[watch/rebar 3/3] New gdb.rocm/watch-managed-device-host.exp test by palves · Pull Request #82 · ROCm/ROCgdb

palves · 2026-04-15T13:20:54Z

This adds a new testcase that exercises triggering watchpoints on
device and host writes, of device/vram and host/system memory, using
hipMallocManaged. I.e.:

device write of vram
device write of system memory
host write of vram
host write of system memory

It tests all the scenarios above in combination with setting
watchpoint both from device or from host context.

Unlike gdb.rocm/watch-gpu-global-from-host.exp, since this uses
managed memory, this one works on non-ReBAR systems too.

Tested on Linux gfx942, Linux gfx1030 with ReBAR off, and on Windows
gfx1201.

Change-Id: I4d167e42b0a712583d842045274d6db64ba7a7a0

Stack:

⚠️ Part of a stack created by spr. Do not merge manually using the UI - doing so may have unexpected results.

lancesix · 2026-04-15T13:39:55Z

+  CHECK (hipDeviceSynchronize ());
+
+  /* Re-establish residency in case debugger or kernel access caused
+     migration.  */


Is this something you experienced?

The only migration I know of that could be caused by debugger is CWSR related. In such case, for no-REBAR systems, wouldn't this mean that running a program under the debugger rather than free could cause it to malfunction?

Alright, long answer, as it took some investigation to get there.

Is this something you experienced?

I only suspected it, but I've confirmed it now, both on my non-rebar system, and on gfx942 (discrete gpu). There are migrations, both triggered by the code itself, and by the debugger.

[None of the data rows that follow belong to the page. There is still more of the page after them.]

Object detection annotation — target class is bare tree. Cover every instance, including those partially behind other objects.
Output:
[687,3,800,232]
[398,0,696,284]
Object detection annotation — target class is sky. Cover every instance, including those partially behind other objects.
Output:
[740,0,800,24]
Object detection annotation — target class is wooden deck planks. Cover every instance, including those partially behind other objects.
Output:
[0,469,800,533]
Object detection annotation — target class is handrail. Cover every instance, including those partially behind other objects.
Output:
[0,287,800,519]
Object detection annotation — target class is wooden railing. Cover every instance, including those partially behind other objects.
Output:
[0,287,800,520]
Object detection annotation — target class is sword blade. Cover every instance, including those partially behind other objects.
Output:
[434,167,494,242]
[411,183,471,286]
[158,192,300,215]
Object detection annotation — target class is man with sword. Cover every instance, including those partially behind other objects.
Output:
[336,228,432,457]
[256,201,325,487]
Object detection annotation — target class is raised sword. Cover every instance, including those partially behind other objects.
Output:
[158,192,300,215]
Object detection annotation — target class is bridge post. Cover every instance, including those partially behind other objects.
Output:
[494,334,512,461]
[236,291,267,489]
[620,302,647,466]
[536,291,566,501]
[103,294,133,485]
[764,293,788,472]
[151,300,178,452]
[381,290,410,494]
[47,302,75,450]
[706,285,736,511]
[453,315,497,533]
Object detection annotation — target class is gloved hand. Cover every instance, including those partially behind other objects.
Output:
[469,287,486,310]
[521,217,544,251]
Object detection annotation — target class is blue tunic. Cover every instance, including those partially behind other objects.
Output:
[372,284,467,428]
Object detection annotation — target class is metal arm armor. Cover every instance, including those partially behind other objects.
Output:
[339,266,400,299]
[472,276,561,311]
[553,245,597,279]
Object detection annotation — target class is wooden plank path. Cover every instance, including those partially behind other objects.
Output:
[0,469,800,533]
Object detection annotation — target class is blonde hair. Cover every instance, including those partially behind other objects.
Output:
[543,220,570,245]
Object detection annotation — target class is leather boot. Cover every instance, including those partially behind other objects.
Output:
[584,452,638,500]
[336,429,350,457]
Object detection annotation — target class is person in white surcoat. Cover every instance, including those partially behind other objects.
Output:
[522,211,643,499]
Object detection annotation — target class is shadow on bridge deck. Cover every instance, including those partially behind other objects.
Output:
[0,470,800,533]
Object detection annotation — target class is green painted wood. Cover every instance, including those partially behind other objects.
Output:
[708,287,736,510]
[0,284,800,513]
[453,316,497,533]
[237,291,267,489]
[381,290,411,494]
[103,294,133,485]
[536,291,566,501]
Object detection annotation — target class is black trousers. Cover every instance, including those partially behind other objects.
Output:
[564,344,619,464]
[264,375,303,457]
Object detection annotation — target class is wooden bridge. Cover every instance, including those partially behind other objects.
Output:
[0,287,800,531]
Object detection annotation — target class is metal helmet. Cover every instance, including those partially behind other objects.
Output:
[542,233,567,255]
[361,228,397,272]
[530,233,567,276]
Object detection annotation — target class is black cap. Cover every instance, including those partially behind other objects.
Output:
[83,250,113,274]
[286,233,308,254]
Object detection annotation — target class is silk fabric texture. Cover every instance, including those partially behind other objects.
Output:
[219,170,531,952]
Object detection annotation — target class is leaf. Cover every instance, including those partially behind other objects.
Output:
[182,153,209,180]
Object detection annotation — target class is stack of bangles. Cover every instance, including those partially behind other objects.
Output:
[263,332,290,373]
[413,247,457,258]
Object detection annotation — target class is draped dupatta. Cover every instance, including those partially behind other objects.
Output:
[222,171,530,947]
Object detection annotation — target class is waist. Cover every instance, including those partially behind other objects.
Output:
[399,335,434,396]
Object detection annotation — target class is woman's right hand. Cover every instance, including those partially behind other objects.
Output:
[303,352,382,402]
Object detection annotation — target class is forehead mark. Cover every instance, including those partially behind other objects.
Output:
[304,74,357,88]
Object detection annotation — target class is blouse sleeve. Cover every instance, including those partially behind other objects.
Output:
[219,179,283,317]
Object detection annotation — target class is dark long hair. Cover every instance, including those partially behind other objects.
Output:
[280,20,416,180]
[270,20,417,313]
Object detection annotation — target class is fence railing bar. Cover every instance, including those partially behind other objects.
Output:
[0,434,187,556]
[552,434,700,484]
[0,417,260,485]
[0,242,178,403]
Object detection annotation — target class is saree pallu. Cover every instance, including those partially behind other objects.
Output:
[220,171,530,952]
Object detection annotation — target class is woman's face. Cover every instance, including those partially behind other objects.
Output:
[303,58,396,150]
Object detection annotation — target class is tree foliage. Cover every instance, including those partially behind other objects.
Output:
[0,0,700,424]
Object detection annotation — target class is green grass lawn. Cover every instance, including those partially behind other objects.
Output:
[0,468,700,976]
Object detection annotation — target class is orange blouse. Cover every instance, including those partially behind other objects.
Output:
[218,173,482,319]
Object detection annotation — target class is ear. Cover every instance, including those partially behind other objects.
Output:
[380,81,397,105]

E.g., if I step over this line of host code, when the memory is resident in the GPU:

/* Trigger watchpoint from the host. */
*managed_ptr = 2;

while I record amdgpu driver migration-related events with:

sudo trace-cmd record -e amdgpu:amdgpu_bo_move -e amdgpu:amdgpu_vm_update_ptes -e amdgpu:amdgpu_vm_set_ptes

I see:

kworker/31:0-3847354 [031] 97467.661015: amdgpu_bo_move: bo=0xffff98e541431c00, from=2, to=-1, size=4096 kworker/31:0-3847354 [031] 97467.661802: amdgpu_vm_update_ptes: pid:3938119 vm_ctx:0x9b1 start:0x07ffff7fbc end:0x07ffff7fbd, flags:0x3000000000067, incr:4096, dst: 3958366208 kworker/31:0-3847354 [031] 97467.661803: amdgpu_vm_set_ptes: pe=83fecc3de0, addr=00ebefe000, incr=4096, flags=3000000000067, count=1, immediate=0

amdgpu_bo_move tells us that physical memory is being relocated.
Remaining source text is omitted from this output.